Hi friends. I am Toshi. Today I update the weekly letter. This week’s topic is about my challenge. Last Saturday and Sunday I challenged the competition of data analysis in the platform called “Kaggle“. Have you heard of that? Let us find out what the platform is and how good it is for us.
This is the welcome page of Kaggle. We can participate in many challenges without any fee. In some competitions, the prize is awarded to a winner. First, data are provided to be analyzed after registration of competitions. Based on the data, we should create our models to predict unknown results. Once you submit the result of your predictions, Kaggle returns your score and ranking in all participants.

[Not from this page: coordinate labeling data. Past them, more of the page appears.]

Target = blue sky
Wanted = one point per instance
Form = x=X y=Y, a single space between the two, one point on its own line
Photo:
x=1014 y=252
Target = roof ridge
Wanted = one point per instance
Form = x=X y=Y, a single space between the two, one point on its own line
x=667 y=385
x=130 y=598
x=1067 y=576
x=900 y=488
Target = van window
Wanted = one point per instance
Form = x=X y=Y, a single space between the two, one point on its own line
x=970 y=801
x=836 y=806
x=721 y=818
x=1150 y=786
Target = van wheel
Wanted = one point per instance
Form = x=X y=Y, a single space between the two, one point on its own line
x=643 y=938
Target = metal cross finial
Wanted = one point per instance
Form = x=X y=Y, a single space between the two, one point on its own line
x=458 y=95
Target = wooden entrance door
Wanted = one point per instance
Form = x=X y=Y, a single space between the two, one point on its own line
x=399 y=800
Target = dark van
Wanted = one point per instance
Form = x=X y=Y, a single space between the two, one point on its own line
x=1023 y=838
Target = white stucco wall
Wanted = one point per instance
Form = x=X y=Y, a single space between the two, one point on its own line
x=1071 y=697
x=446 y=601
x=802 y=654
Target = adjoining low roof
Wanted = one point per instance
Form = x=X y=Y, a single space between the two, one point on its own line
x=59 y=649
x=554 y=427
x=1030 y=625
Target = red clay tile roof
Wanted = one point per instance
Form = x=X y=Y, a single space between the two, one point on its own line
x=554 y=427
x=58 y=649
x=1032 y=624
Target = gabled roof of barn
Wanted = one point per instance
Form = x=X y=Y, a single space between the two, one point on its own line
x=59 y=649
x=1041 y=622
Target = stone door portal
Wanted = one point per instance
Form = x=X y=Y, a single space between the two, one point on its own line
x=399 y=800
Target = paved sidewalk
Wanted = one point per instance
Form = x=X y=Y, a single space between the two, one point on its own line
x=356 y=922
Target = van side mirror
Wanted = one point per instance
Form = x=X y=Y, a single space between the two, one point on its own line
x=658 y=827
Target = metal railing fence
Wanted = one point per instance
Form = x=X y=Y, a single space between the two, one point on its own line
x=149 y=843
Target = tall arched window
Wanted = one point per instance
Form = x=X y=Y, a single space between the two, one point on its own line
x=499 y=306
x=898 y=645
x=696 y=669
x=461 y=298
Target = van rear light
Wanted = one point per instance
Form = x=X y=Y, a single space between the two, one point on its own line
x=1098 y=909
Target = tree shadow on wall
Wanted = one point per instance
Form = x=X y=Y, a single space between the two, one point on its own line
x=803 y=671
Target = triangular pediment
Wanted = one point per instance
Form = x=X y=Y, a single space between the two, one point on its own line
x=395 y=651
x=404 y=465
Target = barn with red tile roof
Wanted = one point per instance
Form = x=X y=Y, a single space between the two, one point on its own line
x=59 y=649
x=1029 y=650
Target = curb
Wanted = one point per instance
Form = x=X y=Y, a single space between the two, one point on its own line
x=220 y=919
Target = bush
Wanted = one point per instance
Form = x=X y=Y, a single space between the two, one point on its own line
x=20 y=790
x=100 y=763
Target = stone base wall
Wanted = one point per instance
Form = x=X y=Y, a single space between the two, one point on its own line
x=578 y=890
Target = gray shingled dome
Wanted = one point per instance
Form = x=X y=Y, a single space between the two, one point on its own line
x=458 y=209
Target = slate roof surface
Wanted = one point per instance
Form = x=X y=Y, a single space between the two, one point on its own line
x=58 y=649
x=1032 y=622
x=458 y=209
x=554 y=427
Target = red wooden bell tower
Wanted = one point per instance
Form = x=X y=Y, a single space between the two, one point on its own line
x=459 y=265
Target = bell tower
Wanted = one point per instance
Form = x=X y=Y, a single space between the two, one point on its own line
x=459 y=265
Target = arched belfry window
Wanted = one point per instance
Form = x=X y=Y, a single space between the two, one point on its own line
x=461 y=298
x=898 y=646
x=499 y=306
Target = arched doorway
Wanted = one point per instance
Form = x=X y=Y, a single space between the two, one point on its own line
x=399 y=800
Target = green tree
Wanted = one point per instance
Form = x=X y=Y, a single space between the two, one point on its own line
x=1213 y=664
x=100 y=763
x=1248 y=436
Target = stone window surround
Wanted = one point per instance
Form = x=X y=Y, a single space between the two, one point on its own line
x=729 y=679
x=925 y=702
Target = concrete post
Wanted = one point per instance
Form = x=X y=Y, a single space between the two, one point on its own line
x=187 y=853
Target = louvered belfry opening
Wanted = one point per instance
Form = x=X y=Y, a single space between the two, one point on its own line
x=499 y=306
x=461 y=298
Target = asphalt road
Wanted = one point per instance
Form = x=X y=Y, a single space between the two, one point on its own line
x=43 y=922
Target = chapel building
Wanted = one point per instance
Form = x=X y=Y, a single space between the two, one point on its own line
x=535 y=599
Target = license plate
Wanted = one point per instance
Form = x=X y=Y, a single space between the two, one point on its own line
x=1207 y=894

In the competition I participated in, I should predict what kind of news articles will be popular in the future. So “target” is “popular” or “not popular”. You may already know it is “classification” problem because “target” is “do” or “not do” type. So I decided to use “logistic curve” to predict, which I explained before. I always use “R” as a tool for data analysis.

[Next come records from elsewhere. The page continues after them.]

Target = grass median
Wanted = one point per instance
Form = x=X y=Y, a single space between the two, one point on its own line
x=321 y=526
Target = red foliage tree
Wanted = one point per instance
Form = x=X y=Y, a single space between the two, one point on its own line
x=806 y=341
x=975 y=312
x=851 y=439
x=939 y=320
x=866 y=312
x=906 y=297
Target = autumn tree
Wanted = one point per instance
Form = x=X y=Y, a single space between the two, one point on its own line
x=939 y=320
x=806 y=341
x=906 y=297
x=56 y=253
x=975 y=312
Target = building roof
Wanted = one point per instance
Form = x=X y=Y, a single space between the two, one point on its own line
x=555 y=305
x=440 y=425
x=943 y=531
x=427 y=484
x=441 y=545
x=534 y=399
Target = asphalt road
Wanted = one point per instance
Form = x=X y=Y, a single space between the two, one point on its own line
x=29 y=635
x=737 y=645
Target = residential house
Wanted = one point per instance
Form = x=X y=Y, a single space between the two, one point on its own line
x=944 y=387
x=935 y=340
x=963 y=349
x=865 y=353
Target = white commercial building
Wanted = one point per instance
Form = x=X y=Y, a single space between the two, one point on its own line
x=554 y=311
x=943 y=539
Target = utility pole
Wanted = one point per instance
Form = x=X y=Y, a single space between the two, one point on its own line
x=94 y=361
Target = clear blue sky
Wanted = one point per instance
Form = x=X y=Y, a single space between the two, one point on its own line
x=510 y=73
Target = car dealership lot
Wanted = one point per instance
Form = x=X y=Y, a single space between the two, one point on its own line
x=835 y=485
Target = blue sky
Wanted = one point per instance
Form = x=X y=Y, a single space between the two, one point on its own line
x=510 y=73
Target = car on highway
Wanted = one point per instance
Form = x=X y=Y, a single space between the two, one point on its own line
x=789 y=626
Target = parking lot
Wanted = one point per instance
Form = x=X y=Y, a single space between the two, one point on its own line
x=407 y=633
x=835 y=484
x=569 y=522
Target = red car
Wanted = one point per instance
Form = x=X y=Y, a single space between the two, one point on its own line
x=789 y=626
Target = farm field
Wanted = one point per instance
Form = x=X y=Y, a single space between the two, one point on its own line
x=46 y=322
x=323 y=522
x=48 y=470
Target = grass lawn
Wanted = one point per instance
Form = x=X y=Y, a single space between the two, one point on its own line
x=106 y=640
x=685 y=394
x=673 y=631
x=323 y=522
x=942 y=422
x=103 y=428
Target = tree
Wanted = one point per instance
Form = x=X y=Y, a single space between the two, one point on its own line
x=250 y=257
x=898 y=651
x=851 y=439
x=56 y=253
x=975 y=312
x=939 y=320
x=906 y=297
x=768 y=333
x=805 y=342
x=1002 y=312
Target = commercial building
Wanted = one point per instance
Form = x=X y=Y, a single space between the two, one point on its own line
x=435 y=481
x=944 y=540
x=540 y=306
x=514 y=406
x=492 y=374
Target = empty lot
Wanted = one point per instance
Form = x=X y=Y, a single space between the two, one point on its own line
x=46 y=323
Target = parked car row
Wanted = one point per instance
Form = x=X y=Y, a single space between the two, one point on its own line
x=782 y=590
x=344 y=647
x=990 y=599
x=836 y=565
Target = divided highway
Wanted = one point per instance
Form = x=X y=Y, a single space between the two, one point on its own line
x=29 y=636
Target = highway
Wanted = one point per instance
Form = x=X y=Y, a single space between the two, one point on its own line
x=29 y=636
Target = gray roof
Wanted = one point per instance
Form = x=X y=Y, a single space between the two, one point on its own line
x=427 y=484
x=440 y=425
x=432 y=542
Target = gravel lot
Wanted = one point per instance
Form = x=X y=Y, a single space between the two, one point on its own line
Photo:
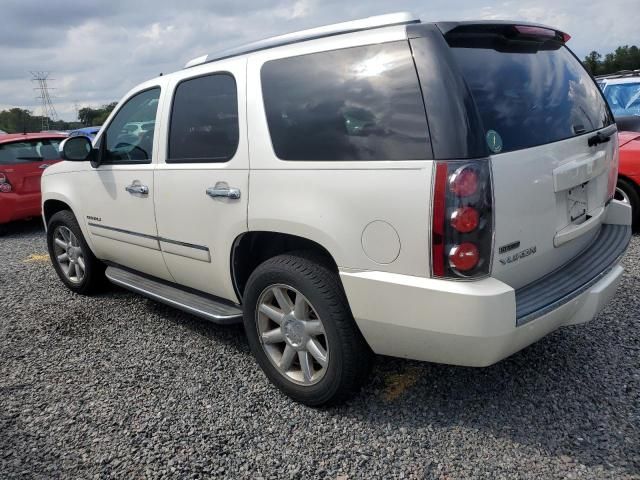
x=117 y=385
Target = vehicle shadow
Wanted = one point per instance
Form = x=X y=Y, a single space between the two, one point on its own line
x=22 y=227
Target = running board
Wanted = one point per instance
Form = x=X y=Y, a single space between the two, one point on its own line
x=203 y=306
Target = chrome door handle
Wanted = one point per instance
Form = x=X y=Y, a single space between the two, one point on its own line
x=137 y=188
x=222 y=189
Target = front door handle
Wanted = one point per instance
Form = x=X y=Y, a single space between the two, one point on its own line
x=222 y=189
x=137 y=188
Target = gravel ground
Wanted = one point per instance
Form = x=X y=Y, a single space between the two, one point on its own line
x=119 y=386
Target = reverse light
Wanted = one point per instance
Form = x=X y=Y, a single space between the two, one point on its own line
x=5 y=186
x=462 y=219
x=464 y=182
x=465 y=219
x=464 y=257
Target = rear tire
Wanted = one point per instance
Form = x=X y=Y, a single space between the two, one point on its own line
x=71 y=257
x=328 y=358
x=627 y=191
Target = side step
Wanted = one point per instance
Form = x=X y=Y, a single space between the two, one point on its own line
x=204 y=306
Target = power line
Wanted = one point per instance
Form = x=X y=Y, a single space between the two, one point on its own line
x=48 y=110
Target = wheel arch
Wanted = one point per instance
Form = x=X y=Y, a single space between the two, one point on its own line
x=52 y=206
x=252 y=248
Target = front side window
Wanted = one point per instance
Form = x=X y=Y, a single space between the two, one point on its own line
x=30 y=151
x=204 y=120
x=623 y=98
x=130 y=134
x=360 y=103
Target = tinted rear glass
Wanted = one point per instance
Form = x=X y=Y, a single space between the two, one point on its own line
x=29 y=151
x=360 y=103
x=528 y=96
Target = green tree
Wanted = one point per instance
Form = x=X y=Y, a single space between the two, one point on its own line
x=624 y=57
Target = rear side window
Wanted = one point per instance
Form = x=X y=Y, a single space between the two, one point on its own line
x=31 y=151
x=527 y=94
x=360 y=103
x=204 y=120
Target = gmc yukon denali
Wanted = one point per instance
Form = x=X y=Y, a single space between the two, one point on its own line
x=433 y=191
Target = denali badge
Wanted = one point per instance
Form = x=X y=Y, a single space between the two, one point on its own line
x=517 y=256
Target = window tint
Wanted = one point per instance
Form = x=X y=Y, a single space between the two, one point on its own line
x=359 y=103
x=204 y=120
x=31 y=151
x=529 y=97
x=130 y=133
x=623 y=98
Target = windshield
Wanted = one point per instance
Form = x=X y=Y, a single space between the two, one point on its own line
x=623 y=98
x=528 y=96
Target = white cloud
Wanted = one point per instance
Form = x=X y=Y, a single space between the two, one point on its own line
x=96 y=54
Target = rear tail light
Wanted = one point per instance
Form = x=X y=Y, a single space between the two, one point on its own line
x=462 y=222
x=5 y=186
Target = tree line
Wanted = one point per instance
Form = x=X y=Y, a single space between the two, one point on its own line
x=624 y=58
x=17 y=120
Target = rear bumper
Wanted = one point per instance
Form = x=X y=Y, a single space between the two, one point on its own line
x=472 y=323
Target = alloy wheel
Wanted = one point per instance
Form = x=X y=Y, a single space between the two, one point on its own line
x=68 y=253
x=292 y=334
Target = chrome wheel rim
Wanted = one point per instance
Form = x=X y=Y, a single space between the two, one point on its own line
x=68 y=254
x=292 y=334
x=621 y=195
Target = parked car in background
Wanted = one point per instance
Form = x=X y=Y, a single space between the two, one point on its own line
x=622 y=91
x=628 y=187
x=23 y=158
x=360 y=187
x=89 y=132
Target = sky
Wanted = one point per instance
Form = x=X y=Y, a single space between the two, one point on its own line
x=95 y=51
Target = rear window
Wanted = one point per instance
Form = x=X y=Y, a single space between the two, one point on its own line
x=29 y=151
x=360 y=103
x=623 y=98
x=528 y=95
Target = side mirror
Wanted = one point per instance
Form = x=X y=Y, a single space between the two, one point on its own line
x=76 y=149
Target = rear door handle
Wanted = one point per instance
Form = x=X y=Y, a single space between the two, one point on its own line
x=222 y=189
x=137 y=188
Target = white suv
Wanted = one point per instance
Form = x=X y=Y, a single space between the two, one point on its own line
x=440 y=192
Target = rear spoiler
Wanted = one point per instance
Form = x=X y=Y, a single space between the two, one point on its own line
x=510 y=30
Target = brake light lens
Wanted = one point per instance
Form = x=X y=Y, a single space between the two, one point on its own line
x=5 y=186
x=462 y=219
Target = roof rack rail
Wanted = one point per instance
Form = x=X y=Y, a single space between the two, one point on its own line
x=620 y=74
x=378 y=21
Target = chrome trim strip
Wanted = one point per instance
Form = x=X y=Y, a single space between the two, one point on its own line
x=168 y=301
x=150 y=237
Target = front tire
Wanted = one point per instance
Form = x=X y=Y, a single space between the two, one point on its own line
x=71 y=257
x=301 y=330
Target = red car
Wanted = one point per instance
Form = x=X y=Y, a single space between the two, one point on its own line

This is the first try of my challenge, I created a very simple model with only one “feature”. The performance is just average. I should improve my model to predict the results more correctly.
Then I modified some data from characters to factors and added more features to be input. Then I could improve performance significantly. The score is getting better from 0.69608 to 0.89563.
In the final assessment, the data for predictions are different from the data used in interim assessments. My final score was 0.85157. Unfortunately, I could not reach 0.9. I should have tried other methods of classification, such as random forest in order to improve the score. But anyway this is like a game as every time I submit the result, I can obtain the score. It is very exciting when the score is getting improved!
This list of competitions below is for the beginners. Everyone can challenge the problems below after you sign off. I like “Titanic”. In this challenge we should predict who could survive in the disaster. Can we know who is likely to survive based on data, such as where customers stayed in the ship? This is also “classification”problem. Because the “target” is “survive”or “not survive”.
You may not be interested in data-scientists itself. But it is worth challenging these competitions for everyone because most of business managers have opportunities to discuss data analysis with data-scientists in the digital economy. If you know how data is analyzed in advance, you can communicate with data-scientists smoothly and effectively. It enables us to obtain what we want from data in order to make better business decisions. With this challenge I could learn a lot. Now it’s your turn!